ICEJ rebuilding youth activity center in Kibbutz Be’eri
Published on: 29.4.2025Christian Embassy investing over $5 million in restoring Gaza border communities
By David Parsons, ICEJ Senior Vice President & Spokesman
A special delegation of over 50 global Christian leaders with the International Christian Embassy Jerusalem toured the Gaza border communities on Tuesday and held a ground-breaking ceremony with representatives from Kibbutz Be’eri to completely rebuild their youth activity center destroyed during the October 7 massacre.



As the battered Israeli communities along the Gaza border slowly start to rebuild, the Christian Embassy is funding a series of major building projects which will help these communities recover and draw back evacuated families to their homes. The list of current ICEJ projects includes:
* Rebuilding the destroyed youth activity center in Kibbutz Be’eri;
* Remaking a retirement home into an elderly care and activity center in Kibbutz Be’eri;
* Renovating a damaged kindergarten to serve as a children’s trauma center in Kfar Aza;
* Turning an abandoned building into an innovative music therapy center in Kfar Aza;
* Restoring and expanding an animal therapy petting zoo in Kibbutz Urim;
* Building a new greenhouse classroom at an agricultural tech school in Sde Nitzan, and
* Building three large bomb shelters for a new trauma center on Sapir College campus.
The total costs of these building projects will come to well over US$ 5 million. These funds are being collected from Christians worldwide who want to help these farming villages reclaim their homes and lives.
Many of the evacuated families experienced traumatic events in their own homes, and those chilling memories will not be easy to overcome. One key to the rebuilding process will be to offer a wide range of community activities and services that will make living back in their villages more attractive. The Israeli government has established a special fund to help rebuild the homes of those affected, but each community must now find the resources needed to help restore their public community buildings.
Over the past 15 years, the Christian Embassy already assisted many of these villages in the Western Negev with more than 160 mobile bomb shelters, dozens of fire-fighting vehicles, and other emergency aid. This has built up a relationship of trust between these Israeli communities and the ICEJ.

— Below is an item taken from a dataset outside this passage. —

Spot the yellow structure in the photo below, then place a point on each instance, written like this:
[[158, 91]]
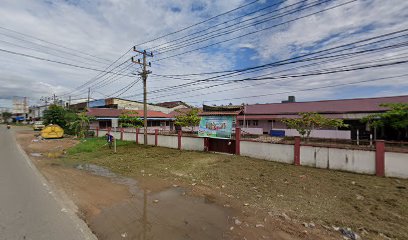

“This is the most ambitious series of building projects the Christian Embassy has ever undertaken at any one time, and it presents a truly unique opportunity for our Christian supporters around the globe to have a timely, tangible impact here,” said ICEJ President Dr. Jürgen Bühler.
“We have already invested much in these border communities over recent decades, in terms of portable bomb shelters and fire-fighting equipment. But now they need us more than ever and we are determined to stand with them in rebuilding their communal life together. We especially are seeking to provide trauma care facilities and to meet the special needs of the most vulnerable – the children and elderly,” Bühler added.